Legislature chairman says he ran agency well
Posted at 6:20 PM, Dec 29, 2017
and last updated 2017-12-29 18:21:12-05

Erie County Legislature Chairman John Mills was “shocked” to hear about Thursday's abrupt resignation of county social services commissioner Al Dirschberger, who is under criminal investigation for an alleged incident with a female subordinate in Albany earlier this month.

“This came out of, as far as I'm concerned, came out of left field,” Mills said.

Mills was satisfied with the way Dirschberger was running the largest department in county government with a budget of nearly $600 million per year.

“I thought he did a reasonably good job at social services,” Mills said.

Prior to his appointment as social services commissioner in 2015, Dirschberger worked at Gateway Longview, a social service agency for young people, and as a teacher at Erie Community College. 

Now many in Erie County politics are raising questions about whether there may have been warning signs earlier in Dirschberger's career. One source, who did not want to be identified because of the criminal investigation, said Dirschberger was known to have an "aggressive" personality.

“There are rumors going around, which I won't comment on,” Mills said, “but there are rumors going around about some other things that may have happened in the past.”

Erie County Executive Mark Poloncarz said Dirschberger passed a criminal background check and came highly recommended -- in part because of his work with Journey's End refugee services, which is another social service agency.

“He was not a member of county government before,” Poloncarz said. “He came from the not-for-profit sector. He had very, very high recommendations from those that he served with.”
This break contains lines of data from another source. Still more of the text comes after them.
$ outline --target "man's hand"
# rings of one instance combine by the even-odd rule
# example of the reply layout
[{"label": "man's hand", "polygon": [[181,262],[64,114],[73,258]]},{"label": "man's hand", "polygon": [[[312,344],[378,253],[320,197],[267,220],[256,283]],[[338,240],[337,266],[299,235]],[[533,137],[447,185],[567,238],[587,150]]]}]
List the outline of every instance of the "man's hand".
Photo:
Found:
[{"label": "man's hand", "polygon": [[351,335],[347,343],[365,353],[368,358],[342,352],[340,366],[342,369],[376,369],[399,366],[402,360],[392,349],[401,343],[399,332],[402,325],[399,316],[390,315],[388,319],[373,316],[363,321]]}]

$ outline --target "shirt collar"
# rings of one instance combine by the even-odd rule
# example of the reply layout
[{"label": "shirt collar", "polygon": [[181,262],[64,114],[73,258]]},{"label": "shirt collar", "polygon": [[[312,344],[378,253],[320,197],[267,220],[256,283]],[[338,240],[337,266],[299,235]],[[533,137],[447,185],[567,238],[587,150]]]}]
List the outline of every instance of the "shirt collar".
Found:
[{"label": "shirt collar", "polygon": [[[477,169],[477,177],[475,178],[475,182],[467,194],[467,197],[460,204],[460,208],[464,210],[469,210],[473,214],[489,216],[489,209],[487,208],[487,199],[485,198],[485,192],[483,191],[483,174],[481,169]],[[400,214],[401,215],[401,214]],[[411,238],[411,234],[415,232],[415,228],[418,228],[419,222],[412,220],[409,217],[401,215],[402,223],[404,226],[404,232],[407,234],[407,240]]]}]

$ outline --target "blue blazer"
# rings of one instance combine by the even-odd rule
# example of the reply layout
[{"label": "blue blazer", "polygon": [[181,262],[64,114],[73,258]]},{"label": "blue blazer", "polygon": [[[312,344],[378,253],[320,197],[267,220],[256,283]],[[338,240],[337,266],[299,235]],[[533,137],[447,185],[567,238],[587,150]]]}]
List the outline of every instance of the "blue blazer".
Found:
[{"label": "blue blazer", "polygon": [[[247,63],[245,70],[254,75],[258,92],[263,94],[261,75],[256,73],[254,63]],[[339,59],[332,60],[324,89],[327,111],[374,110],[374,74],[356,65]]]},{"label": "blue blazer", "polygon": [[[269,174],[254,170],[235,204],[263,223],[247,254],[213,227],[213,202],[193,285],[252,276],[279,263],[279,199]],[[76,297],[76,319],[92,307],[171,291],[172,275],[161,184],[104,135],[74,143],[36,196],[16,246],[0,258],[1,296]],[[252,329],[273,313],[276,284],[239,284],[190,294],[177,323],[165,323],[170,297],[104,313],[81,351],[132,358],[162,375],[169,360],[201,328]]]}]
The county now finds itself looking for its third DSS commissioner in as many years after Dirschberger's predecessor came under fire for an alarming number of high-profile deaths of children at the hands of their relatives.

“It's tough to find the right person, it seems like, for whatever reason,” Mills said. “I thought Al was the right person.”

But when Dirschberger appeared before legislators last week to discuss budget issues, Mills said he seemed pre-occupied.

“There was something about him that was different at that time,” Mills said. “That bothered me. I said to a couple of my colleagues last Thursday, 'Is something going on with Al?' And sure enough, bingo.”